Friday, 27 November 2015

So easy to forget

I mentioned recently in a tweet how, when seeing the copy edit of a book I'd written ('Hard Cover' - in the Marc Portman series, since you ask) I found I'd forgotten some of the details.

Nothing huge.... well, apart from a couple of characters' names and a plot point or two. Who? Did I write that? I mean, it's not as if I hadn't been living and breathing them for several months during the writing, so how come they'd slipped so easily from my mind, like melting snow off the roof?

As it happens, quite easily. And it reminded me of a freelance pilot I used to know years ago, who once told me his brain was full. When I questioned this (we were in a car at the time and he was driving very fast down a narrow road with one eye on the mirror - and the comment had come unbidden out of nowhere), he explained that he had to remember so much information related to flying, such as call signs, weight and load factors, airport, route and weather details and all manner of other statistics, most of which were related to keeping him in the air or placing him in jail if he got it wrong. (He didn't elaborate further, he was that sort of pilot. But I rather thought that jail was the least of his problems, since the alternative to not staying in the air for a pilot was probably death - although he didn't seem to consider that somehow).

I didn't think about it too much at the time, as I was wondering teeth-clenchingly how long it was going to be before we met a tractor, truck or a herd of animals head-on. We didn't, thankfully, but it was a close call. However, since then, I've begun to realise what that pilot was talking about, and how easy it is to feel that one's brain, like a hard drive, can get overloaded.

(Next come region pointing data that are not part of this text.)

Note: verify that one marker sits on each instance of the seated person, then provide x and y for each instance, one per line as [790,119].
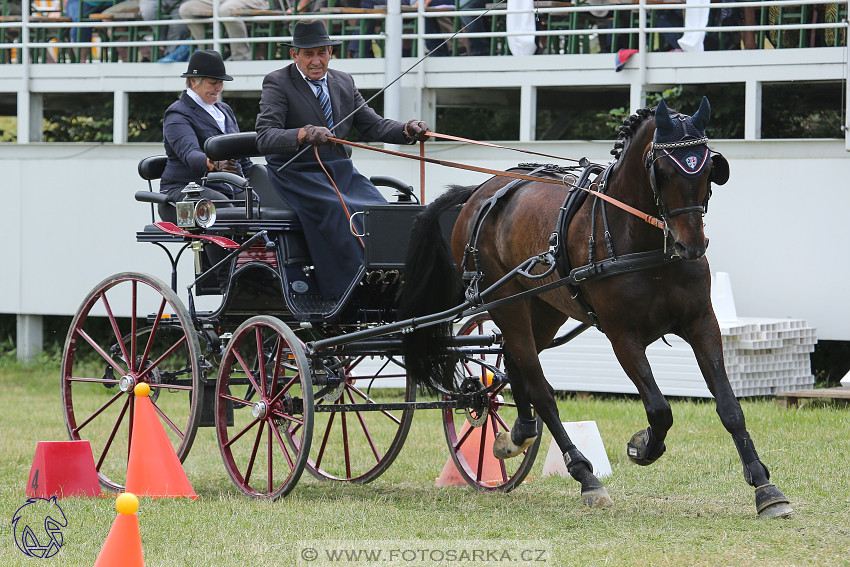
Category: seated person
[203,9]
[302,104]
[197,115]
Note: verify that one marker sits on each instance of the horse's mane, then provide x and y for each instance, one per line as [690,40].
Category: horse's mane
[628,129]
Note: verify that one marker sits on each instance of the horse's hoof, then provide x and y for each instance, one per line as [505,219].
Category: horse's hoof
[771,503]
[596,498]
[504,448]
[641,452]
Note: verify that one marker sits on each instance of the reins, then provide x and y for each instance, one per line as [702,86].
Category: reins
[619,204]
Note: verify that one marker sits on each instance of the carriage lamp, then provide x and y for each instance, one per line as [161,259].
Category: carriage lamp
[205,213]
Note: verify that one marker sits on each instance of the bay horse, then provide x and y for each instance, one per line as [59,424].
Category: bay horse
[637,284]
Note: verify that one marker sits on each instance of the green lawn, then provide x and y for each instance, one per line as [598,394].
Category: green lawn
[690,508]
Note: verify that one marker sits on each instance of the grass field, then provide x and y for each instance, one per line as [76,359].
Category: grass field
[690,508]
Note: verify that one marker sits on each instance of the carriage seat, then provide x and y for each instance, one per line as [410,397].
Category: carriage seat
[272,206]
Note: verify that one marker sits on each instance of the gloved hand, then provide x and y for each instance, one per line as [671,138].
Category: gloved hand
[228,166]
[415,130]
[315,135]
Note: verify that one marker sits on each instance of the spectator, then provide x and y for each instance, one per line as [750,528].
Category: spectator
[303,104]
[474,24]
[437,46]
[190,9]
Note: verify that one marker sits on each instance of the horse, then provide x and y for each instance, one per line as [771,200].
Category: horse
[636,283]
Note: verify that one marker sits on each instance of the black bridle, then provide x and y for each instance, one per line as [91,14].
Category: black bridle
[651,157]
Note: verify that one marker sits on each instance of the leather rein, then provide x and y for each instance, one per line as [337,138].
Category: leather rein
[619,204]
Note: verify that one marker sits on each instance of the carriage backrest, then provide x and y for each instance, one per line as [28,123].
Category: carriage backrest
[151,168]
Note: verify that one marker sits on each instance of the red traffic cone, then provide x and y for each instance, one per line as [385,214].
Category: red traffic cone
[491,472]
[123,545]
[153,469]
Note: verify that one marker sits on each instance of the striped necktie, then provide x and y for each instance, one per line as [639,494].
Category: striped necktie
[324,102]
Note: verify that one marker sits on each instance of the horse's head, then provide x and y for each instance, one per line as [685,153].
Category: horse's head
[681,169]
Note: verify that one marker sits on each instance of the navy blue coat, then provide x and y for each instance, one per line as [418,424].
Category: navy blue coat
[287,104]
[185,129]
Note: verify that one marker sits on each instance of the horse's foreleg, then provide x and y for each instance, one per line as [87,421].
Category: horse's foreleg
[647,445]
[524,430]
[770,502]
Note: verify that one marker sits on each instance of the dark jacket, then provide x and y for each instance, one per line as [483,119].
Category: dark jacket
[289,103]
[185,129]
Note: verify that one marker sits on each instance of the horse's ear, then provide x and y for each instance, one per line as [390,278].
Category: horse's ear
[663,122]
[719,169]
[701,117]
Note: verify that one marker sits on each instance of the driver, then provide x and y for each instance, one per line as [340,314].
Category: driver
[303,104]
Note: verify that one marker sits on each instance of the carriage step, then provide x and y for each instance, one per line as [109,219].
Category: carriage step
[791,399]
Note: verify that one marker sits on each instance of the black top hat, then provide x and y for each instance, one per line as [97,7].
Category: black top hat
[207,63]
[310,34]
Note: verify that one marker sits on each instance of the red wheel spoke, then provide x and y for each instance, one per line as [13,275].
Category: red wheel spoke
[154,385]
[270,459]
[168,421]
[241,433]
[97,412]
[325,440]
[282,444]
[152,334]
[92,380]
[247,372]
[235,399]
[482,446]
[115,330]
[371,401]
[261,359]
[164,355]
[108,443]
[347,456]
[501,461]
[253,457]
[100,351]
[365,432]
[463,439]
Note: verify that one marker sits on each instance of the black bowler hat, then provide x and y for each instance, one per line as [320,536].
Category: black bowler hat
[307,35]
[207,63]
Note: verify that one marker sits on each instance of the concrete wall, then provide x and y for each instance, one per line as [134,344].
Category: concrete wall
[70,220]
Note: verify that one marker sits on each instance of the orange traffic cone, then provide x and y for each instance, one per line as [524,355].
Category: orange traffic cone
[154,469]
[491,472]
[123,545]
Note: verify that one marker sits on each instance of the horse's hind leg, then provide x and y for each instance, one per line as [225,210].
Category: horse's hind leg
[523,365]
[647,445]
[770,502]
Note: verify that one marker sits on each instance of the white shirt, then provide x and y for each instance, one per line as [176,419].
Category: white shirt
[212,109]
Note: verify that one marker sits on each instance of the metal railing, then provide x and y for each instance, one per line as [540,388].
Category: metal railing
[561,29]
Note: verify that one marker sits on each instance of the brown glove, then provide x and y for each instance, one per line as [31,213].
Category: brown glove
[315,135]
[416,130]
[228,166]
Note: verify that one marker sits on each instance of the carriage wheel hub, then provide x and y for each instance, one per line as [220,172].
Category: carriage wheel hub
[260,410]
[127,383]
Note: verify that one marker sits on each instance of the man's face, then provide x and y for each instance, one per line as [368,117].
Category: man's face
[208,89]
[312,62]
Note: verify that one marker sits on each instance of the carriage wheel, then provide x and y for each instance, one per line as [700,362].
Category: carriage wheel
[470,431]
[358,446]
[104,358]
[264,393]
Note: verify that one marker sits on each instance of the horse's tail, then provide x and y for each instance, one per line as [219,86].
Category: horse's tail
[432,284]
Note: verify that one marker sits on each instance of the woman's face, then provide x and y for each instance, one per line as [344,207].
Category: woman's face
[208,89]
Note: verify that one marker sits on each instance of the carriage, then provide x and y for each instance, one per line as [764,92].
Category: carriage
[292,381]
[288,379]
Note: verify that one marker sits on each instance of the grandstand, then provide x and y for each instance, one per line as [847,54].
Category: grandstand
[71,218]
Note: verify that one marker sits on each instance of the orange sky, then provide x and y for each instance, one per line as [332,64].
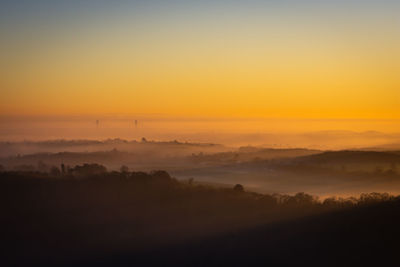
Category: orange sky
[252,63]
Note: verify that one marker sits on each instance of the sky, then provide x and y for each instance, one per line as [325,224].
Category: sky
[201,59]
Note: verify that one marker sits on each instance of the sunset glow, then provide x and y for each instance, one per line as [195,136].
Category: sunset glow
[336,59]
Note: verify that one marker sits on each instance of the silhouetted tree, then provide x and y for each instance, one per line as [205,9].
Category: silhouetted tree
[238,188]
[54,171]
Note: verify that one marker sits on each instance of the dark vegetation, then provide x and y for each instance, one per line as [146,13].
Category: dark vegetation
[84,215]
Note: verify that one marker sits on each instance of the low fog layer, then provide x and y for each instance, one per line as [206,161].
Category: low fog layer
[265,170]
[272,133]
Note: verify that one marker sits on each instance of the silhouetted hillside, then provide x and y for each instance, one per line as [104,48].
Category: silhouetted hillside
[351,157]
[86,216]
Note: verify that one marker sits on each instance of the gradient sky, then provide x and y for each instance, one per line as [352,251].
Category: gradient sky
[246,59]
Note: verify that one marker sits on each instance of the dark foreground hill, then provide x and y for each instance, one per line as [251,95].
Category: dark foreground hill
[140,219]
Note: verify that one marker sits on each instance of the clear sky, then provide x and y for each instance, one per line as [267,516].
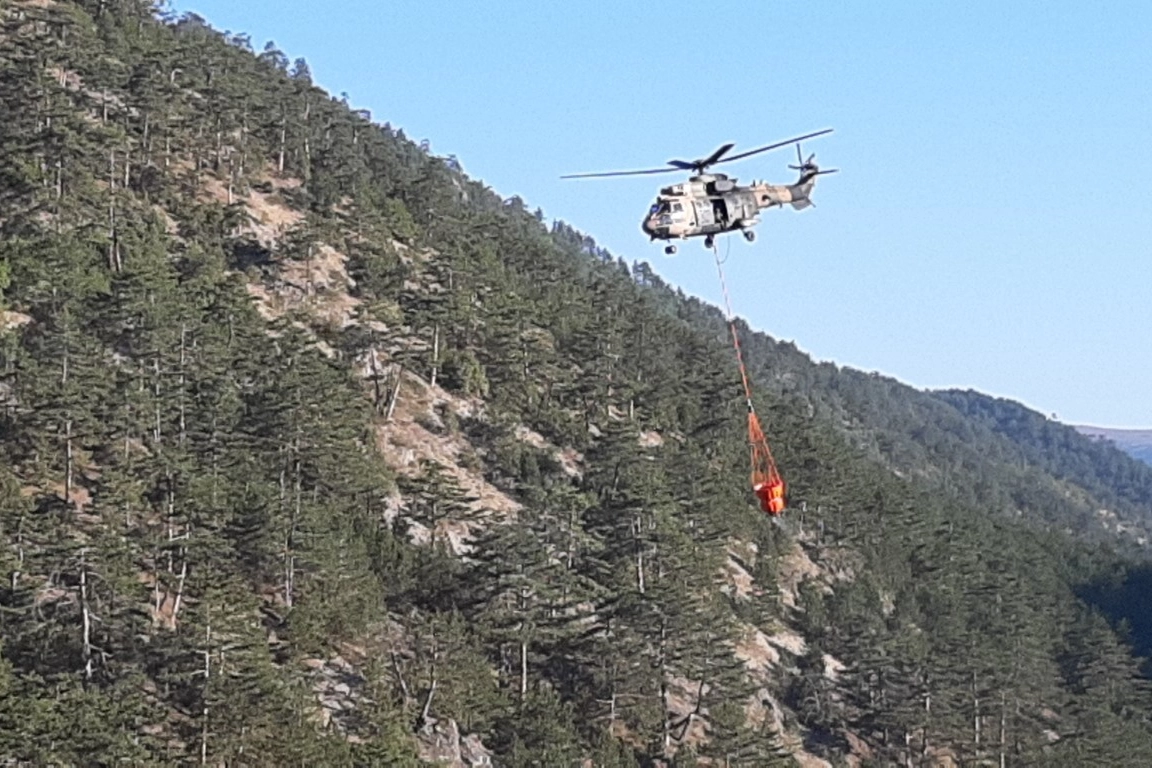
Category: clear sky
[990,227]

Take the book I mentioned above, details of which now seem sketchy. I wrote it about six months ago after a lot of research, sent it off... and promptly began another one. Out with the old and in with the new; clear the decks and start working on new characters, new scenes, new settings... and a whole bunch of new research. That's pretty much my writing life.

I'm sure I'm not alone in this. Life has a habit of piling on facts and figures, names and details (internet passwords alone are never-endingly added to) that it's no surprise if some of us begin to feel overwhelmed by having to absorb so much new information which demands to be recalled at the drop of a hat.

So what chance does a writer have, switching from one set of facts, figures or characters, probably never to be encountered again, to having to immerses themselves in a whole new set?

Don't get me wrong, I'm not complaining. I'd far rather have this minor problem to deal with than any that I used to have in a former life. But if you're ever at an author event and ask about a character or event in the author's book, don't be too surprised if you see them quietly having a goldfish moment.

Just for a few moments, they're probably wondering if you're talking about another author altogether.